Top 5 des finales dames de Roland-Garros : Graf - Hingis 1999 y figure évidemment

Top 5 des finales dames

En 1999, Graf n'a plus rien à prouver, mais s'offre une dernière danse pour le pur plaisir, à un mois de la retraite. Hingis domine la première moitié du match, sert pour le titre à 6/4 5-4, mais perd soudainement le contrôle de ses nerfs. La voilà maintenant chahutée par une partie du public, qui n'apprécie pas ses réactions alors qu'elle perd pied (elle traverse le terrain pour aller contester une décision d'arbitrage, sert à la cuillère sur la balle de match).
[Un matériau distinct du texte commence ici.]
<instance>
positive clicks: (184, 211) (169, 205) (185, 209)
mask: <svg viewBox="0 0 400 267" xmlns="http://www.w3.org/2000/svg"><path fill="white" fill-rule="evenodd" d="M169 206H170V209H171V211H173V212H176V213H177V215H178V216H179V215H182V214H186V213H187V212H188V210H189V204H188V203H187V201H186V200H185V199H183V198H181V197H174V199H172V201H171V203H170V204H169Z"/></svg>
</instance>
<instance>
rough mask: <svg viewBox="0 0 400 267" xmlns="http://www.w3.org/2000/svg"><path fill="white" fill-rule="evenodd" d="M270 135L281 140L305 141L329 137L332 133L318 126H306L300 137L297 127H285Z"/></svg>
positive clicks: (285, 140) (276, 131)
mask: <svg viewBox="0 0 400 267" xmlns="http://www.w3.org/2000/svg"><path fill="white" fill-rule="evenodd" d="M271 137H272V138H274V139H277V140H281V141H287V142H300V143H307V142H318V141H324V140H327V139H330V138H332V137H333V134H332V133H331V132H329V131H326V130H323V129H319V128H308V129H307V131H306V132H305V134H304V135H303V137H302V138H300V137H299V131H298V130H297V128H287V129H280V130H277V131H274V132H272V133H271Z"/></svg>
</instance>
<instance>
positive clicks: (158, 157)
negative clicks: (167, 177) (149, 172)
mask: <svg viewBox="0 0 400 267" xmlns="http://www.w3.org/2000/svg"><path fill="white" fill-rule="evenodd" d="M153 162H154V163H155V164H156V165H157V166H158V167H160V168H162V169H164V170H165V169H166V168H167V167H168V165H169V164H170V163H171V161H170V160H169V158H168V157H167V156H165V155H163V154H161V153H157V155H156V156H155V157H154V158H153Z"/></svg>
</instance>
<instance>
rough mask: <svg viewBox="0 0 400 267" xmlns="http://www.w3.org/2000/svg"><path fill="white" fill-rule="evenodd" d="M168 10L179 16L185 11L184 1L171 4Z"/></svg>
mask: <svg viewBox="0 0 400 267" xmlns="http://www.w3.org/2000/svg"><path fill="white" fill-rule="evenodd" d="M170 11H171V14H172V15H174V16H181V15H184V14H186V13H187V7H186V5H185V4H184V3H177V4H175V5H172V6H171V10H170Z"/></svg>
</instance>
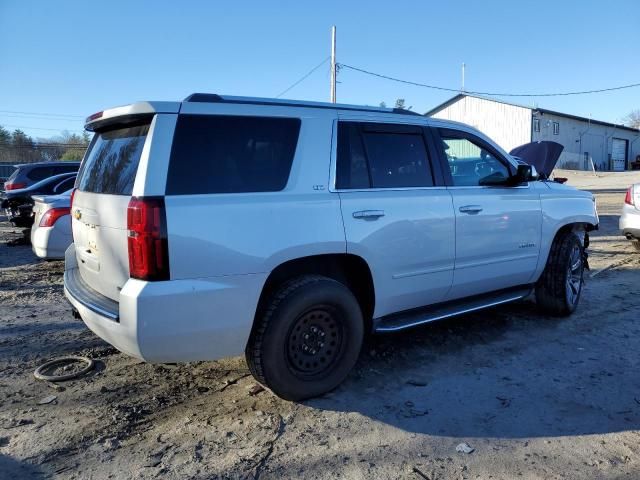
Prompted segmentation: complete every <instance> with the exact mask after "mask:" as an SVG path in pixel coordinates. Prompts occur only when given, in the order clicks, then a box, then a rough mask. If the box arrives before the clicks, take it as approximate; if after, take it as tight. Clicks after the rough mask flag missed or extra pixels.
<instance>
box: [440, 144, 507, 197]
mask: <svg viewBox="0 0 640 480" xmlns="http://www.w3.org/2000/svg"><path fill="white" fill-rule="evenodd" d="M440 137H441V139H442V148H443V149H444V153H445V156H446V158H447V163H448V165H449V170H450V171H451V179H452V181H453V185H454V186H456V187H474V186H480V185H482V184H483V183H484V181H488V180H490V179H502V178H508V177H509V176H510V172H509V168H508V167H507V165H505V163H503V161H501V160H500V159H499V158H498V155H497V153H496V152H495V151H493V150H492V149H491V148H489V147H488V146H487V145H485V144H484V142H482V141H480V140H479V139H476V138H475V137H472V136H471V135H467V134H465V133H464V132H455V133H453V134H451V133H447V131H441V133H440Z"/></svg>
Le match vire au drame pour celle qui réapparaît soudain comme ce qu'elle est après tout encore : une enfant. Elle terminera l'après-midi en pleurant à chaudes larmes sur l'épaule de sa maman de coach, scène crèvecoeur concluant l'un des matchs les plus fous jamais vus à Roland-Garros.

C’est le moment de la fameuse prédiction : "Ne t'inquiète pas, tu as tout le temps de gagner", lui glisse une Graf radieuse pendant la cérémonie, qu'Hingis avait d'abord tenté d'esquiver. Mais le temps file entre les doigts de tout le monde, y compris des génies précoces.